Apenas 13min depois do início da cerimônia, o narrador Maurídio Torres chamou os comerciais. Por cerca de 6min, o telespectador deixou de ver a celebração, mas pode se deliciar com uma série de propagandas, inclusive, de programas da casa, como o “Domingo Espetacular”.


Nesse período, a dupla Pet Shop Boys cantou “West End Girls”, e o grupo One Direction entoou um de seus hits, “What Makes You Beautiful”, mas o telespectador da Record não viu. Quando a transmissão foi retomada, a banda Stomp fazia sua performance. “Um espetáculo o Stomp, coreografia e percussão”, disse Torres, sem citar o que o telespectador perdeu.

Aos 37min, uma nova paralisação. “Daqui a pouco a gente volta, Olimpíadas 2012, tá na Record, tá no Brasil”, afirmou Torres. Uma propaganda de “A Fazenda” abriu a segunda pausa, de cerca de 5min. Enquanto isso, por exemplo, a câmera exclusiva do SporTV captava as primeiras imagens do desfile da delegação brasileira em Londres.
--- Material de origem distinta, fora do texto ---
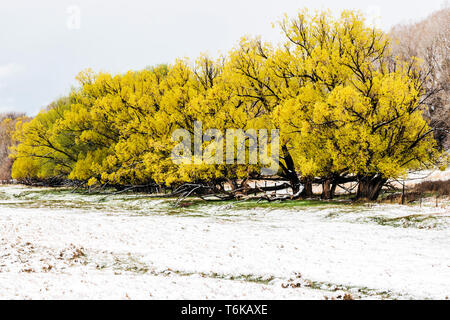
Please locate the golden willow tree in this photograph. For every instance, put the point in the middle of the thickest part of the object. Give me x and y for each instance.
(346, 110)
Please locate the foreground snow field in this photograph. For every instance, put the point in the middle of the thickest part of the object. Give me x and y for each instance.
(55, 244)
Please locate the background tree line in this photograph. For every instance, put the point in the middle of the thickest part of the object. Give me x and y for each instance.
(351, 103)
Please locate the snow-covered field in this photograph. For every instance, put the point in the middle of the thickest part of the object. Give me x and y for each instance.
(55, 244)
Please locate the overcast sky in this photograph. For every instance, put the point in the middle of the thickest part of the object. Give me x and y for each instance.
(44, 44)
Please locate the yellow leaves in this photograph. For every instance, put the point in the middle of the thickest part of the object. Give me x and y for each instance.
(327, 88)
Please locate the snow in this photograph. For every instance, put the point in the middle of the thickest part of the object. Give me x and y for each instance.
(59, 245)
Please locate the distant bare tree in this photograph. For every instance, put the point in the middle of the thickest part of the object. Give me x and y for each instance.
(429, 40)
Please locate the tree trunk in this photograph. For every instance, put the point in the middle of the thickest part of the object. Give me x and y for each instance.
(369, 187)
(307, 191)
(328, 189)
(289, 171)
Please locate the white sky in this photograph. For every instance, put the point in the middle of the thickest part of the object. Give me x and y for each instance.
(44, 44)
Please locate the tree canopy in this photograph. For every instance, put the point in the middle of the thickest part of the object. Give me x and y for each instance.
(346, 108)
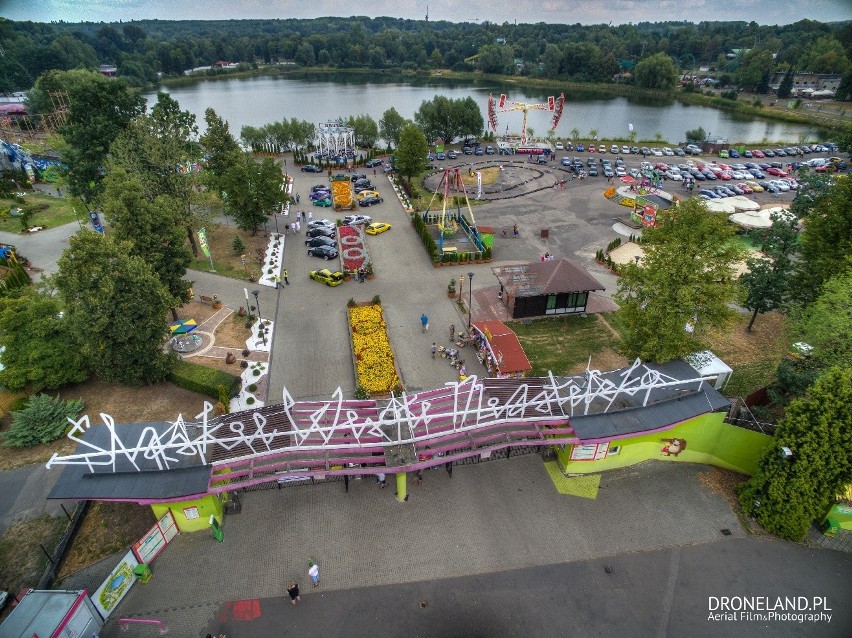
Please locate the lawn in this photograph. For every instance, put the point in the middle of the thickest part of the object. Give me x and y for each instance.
(563, 345)
(51, 211)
Depois de mais de 3h de cerimônia, a Record anunciou os próximos grandes eventos com a participação do canal: Olimpíadas de Inverno em Sochi-2014, os Jogos Pan-Americanos de Toronto-2015 e os Jogos Olímpicos do Rio-2016. Na despedida, Torres agradeceu aos torcedores e, também, as agências de publicidade.